The original Fender Banjoline with Eddie Peabody and Leo Fender. This was made in ’65 or so. Roger Rossmeisl

History of Roger Rossmeisl

The son the German luthier Wenzel Rossmeisl, Roger immigrated to the United States in 1953 and worked briefly for Gibson guitar company. Rossmeisl then moved to Rickenbacker in the mid ’50s, he created many of the company’s most iconic designs, including several acoustic/electric models, the “cresting wave” body and head stock shape, and the 4001 bass guitar model. Rossmeisl was also responsible for several obscure models, including the 5002 Mandolin and the 6005 and 6006 Banjoline, to which this page is devoted. In 1962, Rossmeisl was hired by Fender and worked on various acoustic and solid body instruments.

Presumably due to Rossmeisl’s involvement with its production at Rickenbacker, Fender either approached or was approached by Eddie Peabody, a Vaudevillian multi-instrumentalist who invented the banjoline. Fender’s first production of the banjoline came in the familiar double-cutaway form, borrowing aspects from their other electric instruments, most notably, the Mustang. The original Fender banjoline is currently located at the Fullterton, CA Fender Museum.

Rossmeisl returned to Germany early in the 1970s and passed away there in 1979 at age 52. As Fender chafed under CBS rule throughout the decade, only the Japanese F-Series acoustics remained, to no particular acclaim. They too were eventually discontinued, in 1979.

Links

This is how I discovered the instrument: The Offset Guitar Forum: Vintage Offsets

The Rickenbacker Resource Forum was also discussing it: Rickenbacker Resource Forum: Weird German carved Fender one-off… Rossmeisl connection?

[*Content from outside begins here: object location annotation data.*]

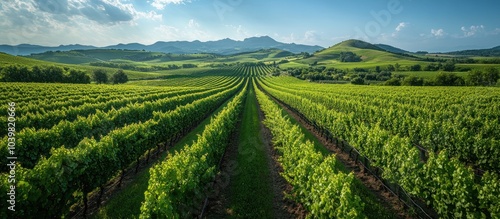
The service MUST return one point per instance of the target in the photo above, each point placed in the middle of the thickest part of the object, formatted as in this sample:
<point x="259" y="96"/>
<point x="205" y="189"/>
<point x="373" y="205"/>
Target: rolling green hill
<point x="6" y="59"/>
<point x="370" y="54"/>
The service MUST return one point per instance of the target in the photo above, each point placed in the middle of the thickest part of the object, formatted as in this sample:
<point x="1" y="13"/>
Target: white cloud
<point x="192" y="31"/>
<point x="160" y="4"/>
<point x="239" y="31"/>
<point x="193" y="24"/>
<point x="438" y="32"/>
<point x="309" y="37"/>
<point x="472" y="30"/>
<point x="401" y="26"/>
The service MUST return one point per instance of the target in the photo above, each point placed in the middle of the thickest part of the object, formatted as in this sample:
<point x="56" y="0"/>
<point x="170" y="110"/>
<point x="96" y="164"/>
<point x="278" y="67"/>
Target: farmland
<point x="242" y="136"/>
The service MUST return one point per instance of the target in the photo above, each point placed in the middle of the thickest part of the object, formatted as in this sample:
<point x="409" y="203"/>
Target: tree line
<point x="56" y="74"/>
<point x="486" y="77"/>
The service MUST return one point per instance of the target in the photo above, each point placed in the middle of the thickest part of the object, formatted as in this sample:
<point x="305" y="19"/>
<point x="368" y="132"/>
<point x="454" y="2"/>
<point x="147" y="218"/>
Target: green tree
<point x="491" y="76"/>
<point x="449" y="79"/>
<point x="119" y="77"/>
<point x="100" y="76"/>
<point x="413" y="81"/>
<point x="358" y="81"/>
<point x="391" y="68"/>
<point x="397" y="66"/>
<point x="474" y="78"/>
<point x="393" y="82"/>
<point x="77" y="77"/>
<point x="416" y="67"/>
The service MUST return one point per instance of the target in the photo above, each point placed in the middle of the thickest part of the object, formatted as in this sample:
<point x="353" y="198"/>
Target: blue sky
<point x="443" y="25"/>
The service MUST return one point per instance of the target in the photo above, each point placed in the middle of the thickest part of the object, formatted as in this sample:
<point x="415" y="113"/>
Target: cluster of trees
<point x="100" y="77"/>
<point x="56" y="74"/>
<point x="43" y="74"/>
<point x="317" y="73"/>
<point x="134" y="67"/>
<point x="487" y="77"/>
<point x="250" y="64"/>
<point x="349" y="57"/>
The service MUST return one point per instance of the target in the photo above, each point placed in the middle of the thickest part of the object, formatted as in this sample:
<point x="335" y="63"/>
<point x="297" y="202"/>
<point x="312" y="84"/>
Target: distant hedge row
<point x="44" y="74"/>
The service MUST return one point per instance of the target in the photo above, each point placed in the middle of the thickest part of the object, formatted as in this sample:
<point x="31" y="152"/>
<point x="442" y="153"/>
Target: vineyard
<point x="435" y="148"/>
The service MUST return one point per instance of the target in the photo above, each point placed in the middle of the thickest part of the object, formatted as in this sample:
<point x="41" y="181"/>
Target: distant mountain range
<point x="222" y="47"/>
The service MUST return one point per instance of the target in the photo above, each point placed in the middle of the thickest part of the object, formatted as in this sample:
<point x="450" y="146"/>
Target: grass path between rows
<point x="250" y="189"/>
<point x="127" y="202"/>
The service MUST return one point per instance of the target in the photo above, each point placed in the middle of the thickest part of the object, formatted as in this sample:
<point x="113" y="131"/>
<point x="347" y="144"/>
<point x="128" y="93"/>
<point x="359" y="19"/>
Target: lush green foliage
<point x="176" y="186"/>
<point x="18" y="73"/>
<point x="56" y="182"/>
<point x="317" y="182"/>
<point x="386" y="126"/>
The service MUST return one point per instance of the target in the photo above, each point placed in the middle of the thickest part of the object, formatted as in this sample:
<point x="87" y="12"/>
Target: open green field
<point x="222" y="167"/>
<point x="235" y="149"/>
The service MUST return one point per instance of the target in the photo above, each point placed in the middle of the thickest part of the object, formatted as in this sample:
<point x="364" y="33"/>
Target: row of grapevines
<point x="43" y="105"/>
<point x="176" y="185"/>
<point x="27" y="94"/>
<point x="317" y="183"/>
<point x="472" y="138"/>
<point x="51" y="118"/>
<point x="57" y="182"/>
<point x="444" y="182"/>
<point x="34" y="144"/>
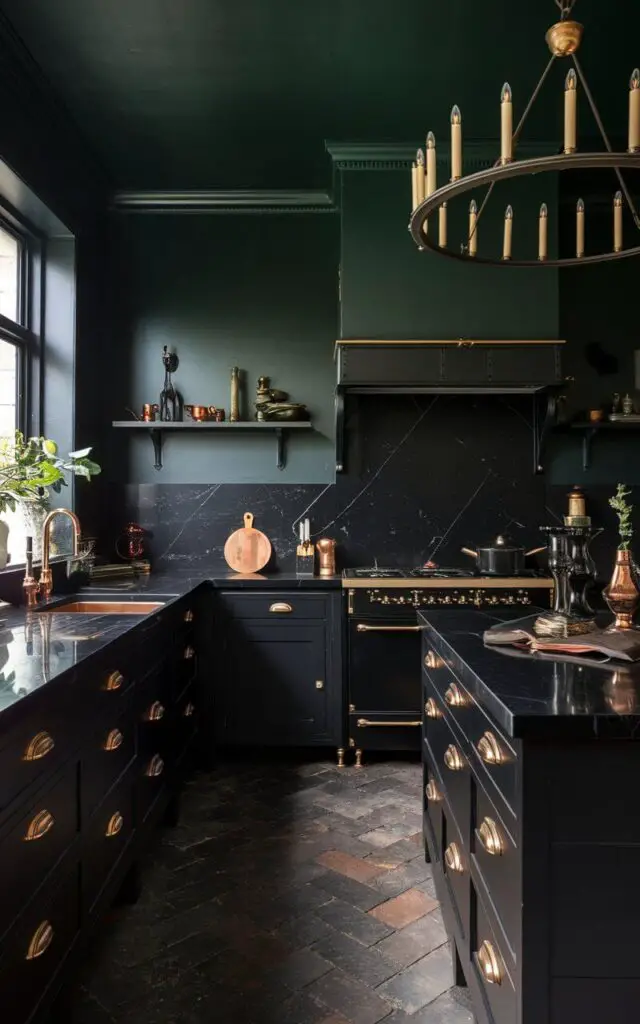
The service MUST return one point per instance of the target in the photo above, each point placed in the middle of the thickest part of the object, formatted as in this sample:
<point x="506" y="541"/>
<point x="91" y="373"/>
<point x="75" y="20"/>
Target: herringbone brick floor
<point x="290" y="893"/>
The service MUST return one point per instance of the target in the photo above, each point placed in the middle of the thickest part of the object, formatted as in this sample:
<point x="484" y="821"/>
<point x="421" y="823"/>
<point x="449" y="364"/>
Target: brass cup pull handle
<point x="489" y="750"/>
<point x="114" y="739"/>
<point x="454" y="759"/>
<point x="432" y="792"/>
<point x="39" y="825"/>
<point x="489" y="964"/>
<point x="488" y="836"/>
<point x="39" y="747"/>
<point x="432" y="710"/>
<point x="453" y="859"/>
<point x="155" y="767"/>
<point x="155" y="712"/>
<point x="454" y="696"/>
<point x="115" y="824"/>
<point x="41" y="940"/>
<point x="114" y="681"/>
<point x="433" y="660"/>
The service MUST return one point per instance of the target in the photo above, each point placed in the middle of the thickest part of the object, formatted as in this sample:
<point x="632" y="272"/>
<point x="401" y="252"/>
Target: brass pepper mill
<point x="233" y="409"/>
<point x="327" y="556"/>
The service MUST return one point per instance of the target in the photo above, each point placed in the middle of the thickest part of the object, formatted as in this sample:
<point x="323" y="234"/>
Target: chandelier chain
<point x="605" y="138"/>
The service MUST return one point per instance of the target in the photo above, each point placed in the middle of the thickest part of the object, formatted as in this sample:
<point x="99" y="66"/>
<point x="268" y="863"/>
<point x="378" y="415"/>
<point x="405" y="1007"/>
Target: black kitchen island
<point x="530" y="773"/>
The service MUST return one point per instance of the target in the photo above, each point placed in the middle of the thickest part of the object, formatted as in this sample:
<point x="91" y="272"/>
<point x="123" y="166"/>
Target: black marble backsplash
<point x="426" y="474"/>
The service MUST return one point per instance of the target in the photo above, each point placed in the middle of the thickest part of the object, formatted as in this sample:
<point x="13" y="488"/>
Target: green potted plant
<point x="30" y="469"/>
<point x="622" y="593"/>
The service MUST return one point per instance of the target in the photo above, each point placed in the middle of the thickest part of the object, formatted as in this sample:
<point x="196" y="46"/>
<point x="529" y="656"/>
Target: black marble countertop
<point x="536" y="695"/>
<point x="38" y="647"/>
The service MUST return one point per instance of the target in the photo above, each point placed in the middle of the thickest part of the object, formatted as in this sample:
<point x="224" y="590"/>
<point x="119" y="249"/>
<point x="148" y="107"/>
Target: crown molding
<point x="247" y="201"/>
<point x="399" y="156"/>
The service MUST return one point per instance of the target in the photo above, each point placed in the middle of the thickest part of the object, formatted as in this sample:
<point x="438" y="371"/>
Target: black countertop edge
<point x="534" y="696"/>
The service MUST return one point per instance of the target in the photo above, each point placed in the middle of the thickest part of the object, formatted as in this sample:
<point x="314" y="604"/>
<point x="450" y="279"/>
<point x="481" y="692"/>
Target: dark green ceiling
<point x="232" y="93"/>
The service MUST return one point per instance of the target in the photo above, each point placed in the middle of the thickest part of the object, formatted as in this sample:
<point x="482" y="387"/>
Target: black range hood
<point x="371" y="367"/>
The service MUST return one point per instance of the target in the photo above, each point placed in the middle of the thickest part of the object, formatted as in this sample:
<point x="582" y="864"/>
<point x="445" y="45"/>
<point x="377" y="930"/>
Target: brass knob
<point x="433" y="660"/>
<point x="115" y="824"/>
<point x="155" y="767"/>
<point x="41" y="940"/>
<point x="114" y="740"/>
<point x="432" y="792"/>
<point x="488" y="836"/>
<point x="453" y="859"/>
<point x="432" y="710"/>
<point x="39" y="826"/>
<point x="489" y="749"/>
<point x="114" y="681"/>
<point x="489" y="964"/>
<point x="155" y="712"/>
<point x="39" y="747"/>
<point x="453" y="759"/>
<point x="454" y="696"/>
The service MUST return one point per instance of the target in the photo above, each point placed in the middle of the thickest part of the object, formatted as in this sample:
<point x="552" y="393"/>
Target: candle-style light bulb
<point x="442" y="226"/>
<point x="473" y="227"/>
<point x="431" y="172"/>
<point x="634" y="111"/>
<point x="456" y="143"/>
<point x="617" y="222"/>
<point x="508" y="233"/>
<point x="570" y="112"/>
<point x="420" y="182"/>
<point x="580" y="227"/>
<point x="543" y="222"/>
<point x="506" y="124"/>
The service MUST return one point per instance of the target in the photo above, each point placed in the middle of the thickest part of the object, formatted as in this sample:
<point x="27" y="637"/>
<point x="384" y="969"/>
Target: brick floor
<point x="290" y="893"/>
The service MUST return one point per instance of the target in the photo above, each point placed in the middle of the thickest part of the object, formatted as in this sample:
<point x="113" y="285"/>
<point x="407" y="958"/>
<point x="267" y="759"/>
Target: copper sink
<point x="105" y="607"/>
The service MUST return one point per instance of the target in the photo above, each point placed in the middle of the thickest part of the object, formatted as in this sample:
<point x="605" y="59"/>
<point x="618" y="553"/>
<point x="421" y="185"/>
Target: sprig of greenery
<point x="29" y="466"/>
<point x="624" y="512"/>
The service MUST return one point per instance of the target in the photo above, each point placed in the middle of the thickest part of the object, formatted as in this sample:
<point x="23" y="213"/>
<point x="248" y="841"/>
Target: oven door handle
<point x="363" y="628"/>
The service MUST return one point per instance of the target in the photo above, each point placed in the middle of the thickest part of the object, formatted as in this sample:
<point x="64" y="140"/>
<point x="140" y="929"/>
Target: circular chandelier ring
<point x="518" y="168"/>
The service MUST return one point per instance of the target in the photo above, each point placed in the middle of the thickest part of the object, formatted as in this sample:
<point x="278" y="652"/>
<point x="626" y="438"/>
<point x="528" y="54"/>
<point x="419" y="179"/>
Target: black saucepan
<point x="501" y="558"/>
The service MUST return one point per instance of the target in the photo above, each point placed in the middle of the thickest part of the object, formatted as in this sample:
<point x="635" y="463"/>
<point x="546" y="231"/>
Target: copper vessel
<point x="622" y="594"/>
<point x="327" y="556"/>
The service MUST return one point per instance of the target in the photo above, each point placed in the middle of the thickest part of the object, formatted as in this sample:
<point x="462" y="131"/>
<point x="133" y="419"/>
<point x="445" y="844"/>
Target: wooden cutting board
<point x="247" y="550"/>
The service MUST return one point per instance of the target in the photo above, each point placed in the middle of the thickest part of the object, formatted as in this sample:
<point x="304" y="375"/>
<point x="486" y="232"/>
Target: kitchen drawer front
<point x="384" y="732"/>
<point x="107" y="756"/>
<point x="497" y="861"/>
<point x="278" y="605"/>
<point x="489" y="966"/>
<point x="448" y="754"/>
<point x="32" y="845"/>
<point x="383" y="666"/>
<point x="108" y="834"/>
<point x="455" y="864"/>
<point x="37" y="947"/>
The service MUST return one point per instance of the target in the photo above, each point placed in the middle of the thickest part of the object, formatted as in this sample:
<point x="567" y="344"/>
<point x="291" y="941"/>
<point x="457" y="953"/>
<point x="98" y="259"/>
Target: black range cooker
<point x="383" y="644"/>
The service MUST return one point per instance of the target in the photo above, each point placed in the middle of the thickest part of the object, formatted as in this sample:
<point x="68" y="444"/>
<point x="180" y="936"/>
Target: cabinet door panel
<point x="273" y="687"/>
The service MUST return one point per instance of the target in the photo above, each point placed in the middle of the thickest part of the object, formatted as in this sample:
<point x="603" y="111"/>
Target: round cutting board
<point x="247" y="550"/>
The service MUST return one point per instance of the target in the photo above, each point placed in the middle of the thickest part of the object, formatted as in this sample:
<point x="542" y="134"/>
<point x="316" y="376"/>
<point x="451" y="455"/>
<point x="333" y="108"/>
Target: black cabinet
<point x="278" y="681"/>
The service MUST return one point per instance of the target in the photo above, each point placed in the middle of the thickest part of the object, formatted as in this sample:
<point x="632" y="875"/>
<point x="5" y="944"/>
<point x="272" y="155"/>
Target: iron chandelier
<point x="563" y="40"/>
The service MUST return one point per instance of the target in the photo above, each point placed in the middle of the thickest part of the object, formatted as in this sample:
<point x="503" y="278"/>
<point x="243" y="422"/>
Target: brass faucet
<point x="30" y="585"/>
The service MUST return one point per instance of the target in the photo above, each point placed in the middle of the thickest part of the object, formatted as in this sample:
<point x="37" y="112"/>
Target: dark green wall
<point x="255" y="291"/>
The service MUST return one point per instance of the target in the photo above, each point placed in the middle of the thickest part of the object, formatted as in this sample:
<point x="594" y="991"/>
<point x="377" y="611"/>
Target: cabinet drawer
<point x="37" y="947"/>
<point x="489" y="967"/>
<point x="108" y="835"/>
<point x="107" y="756"/>
<point x="275" y="605"/>
<point x="496" y="859"/>
<point x="34" y="843"/>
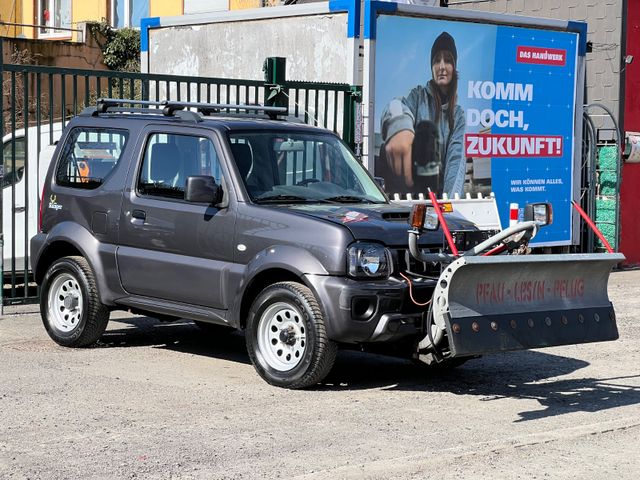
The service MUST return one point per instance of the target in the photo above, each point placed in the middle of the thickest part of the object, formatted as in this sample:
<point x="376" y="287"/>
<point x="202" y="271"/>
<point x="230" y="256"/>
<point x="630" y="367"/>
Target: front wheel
<point x="286" y="337"/>
<point x="69" y="304"/>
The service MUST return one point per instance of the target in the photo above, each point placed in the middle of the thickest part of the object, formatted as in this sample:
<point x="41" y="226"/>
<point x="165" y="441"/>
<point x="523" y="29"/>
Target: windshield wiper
<point x="347" y="199"/>
<point x="281" y="199"/>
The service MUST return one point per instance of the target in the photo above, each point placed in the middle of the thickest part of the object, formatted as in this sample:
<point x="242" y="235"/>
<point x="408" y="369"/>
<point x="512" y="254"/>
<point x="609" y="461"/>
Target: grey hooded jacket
<point x="406" y="112"/>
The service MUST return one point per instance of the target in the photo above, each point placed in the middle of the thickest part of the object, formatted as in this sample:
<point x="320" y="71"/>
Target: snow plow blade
<point x="519" y="302"/>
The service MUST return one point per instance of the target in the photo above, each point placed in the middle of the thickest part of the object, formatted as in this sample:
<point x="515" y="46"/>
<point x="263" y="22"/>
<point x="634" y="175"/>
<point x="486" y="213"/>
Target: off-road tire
<point x="317" y="352"/>
<point x="71" y="276"/>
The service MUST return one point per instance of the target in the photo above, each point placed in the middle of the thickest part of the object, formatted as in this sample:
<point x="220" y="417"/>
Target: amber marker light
<point x="418" y="213"/>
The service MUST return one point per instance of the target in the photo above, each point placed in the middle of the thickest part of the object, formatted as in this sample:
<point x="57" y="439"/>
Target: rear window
<point x="89" y="155"/>
<point x="13" y="156"/>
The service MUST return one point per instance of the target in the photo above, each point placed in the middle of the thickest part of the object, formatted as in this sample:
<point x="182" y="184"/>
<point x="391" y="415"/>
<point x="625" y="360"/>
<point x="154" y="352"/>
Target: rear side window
<point x="10" y="151"/>
<point x="170" y="158"/>
<point x="89" y="155"/>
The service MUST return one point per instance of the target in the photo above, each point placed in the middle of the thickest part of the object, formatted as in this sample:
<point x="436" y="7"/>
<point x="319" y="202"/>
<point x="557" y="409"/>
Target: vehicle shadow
<point x="180" y="336"/>
<point x="518" y="375"/>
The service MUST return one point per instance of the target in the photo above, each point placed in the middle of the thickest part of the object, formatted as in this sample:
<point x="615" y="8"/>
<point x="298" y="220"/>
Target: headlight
<point x="368" y="260"/>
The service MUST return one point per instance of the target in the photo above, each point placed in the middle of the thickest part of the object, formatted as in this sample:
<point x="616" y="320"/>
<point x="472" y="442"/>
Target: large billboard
<point x="463" y="107"/>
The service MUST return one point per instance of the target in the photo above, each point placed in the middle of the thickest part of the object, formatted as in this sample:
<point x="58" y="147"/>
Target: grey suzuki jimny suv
<point x="177" y="210"/>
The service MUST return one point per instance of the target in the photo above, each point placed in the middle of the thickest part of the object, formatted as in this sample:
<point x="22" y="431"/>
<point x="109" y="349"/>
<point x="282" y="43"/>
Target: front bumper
<point x="370" y="311"/>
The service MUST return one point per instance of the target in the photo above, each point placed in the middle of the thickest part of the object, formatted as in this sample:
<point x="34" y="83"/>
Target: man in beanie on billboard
<point x="423" y="132"/>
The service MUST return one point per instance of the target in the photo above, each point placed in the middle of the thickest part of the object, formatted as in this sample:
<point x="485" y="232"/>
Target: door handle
<point x="138" y="216"/>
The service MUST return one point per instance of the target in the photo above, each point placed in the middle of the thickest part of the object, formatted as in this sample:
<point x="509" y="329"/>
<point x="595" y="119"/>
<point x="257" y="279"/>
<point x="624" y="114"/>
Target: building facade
<point x="59" y="19"/>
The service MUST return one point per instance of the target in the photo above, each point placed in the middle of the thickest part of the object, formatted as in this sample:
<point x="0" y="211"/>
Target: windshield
<point x="300" y="167"/>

It also popped up on Guitarz.Blogspot.com: One-off Fender Weirdcaster – is it a bouzouki? a tenor guitar?

 


Parent page: Instruments and Amplifiers

6 Comments

  1. Bill Stewart says:

    Rickenbacker made a banjoline for me in 1969 or 1970 and it cost me about $900 Canadian.It was shipped ,I believe,to John Bellone Music in London,Ontario.I didn’t keep it very lonf and sold it to a guy in Nashville,who played banjo on riverboats.Sorry I can’t remember his name.It had the red finish.I;ve never seen another since.Bill Stewart

  2. Sean Moyses says:

    You may be interested in the new Banjoline albume called “Return of the Banjoline” now available on I-tunes, Napster, Spotify and as a physical Cd vie my website on CDBaby.com. Eddie Peabody was apparently not very keen on his Rickenbacker and preferred his banjo but pushed the sales for the company. I for one like the unique sound these make. Nice bit of detective work on your axe!!!

  3. jkk says:

    Sean,

    You and I spoke in June right after I purchased the instrument. You mentioned the album to me then too. Thanks again for the reminder. I’ll check it out.

    John

  4. jkk says:

    This instrument was sold.

  5. Ben says:

    John,

    Do you have contact information? (or can you contact me?)

    I know you sold it, but I have some questions to ask.

    I also own an instrument of similar origin (one-off Rossmeisl prototype made at Fender) that has been authenticated by Fender and Phil Kubicki. I just wanted to swap notes.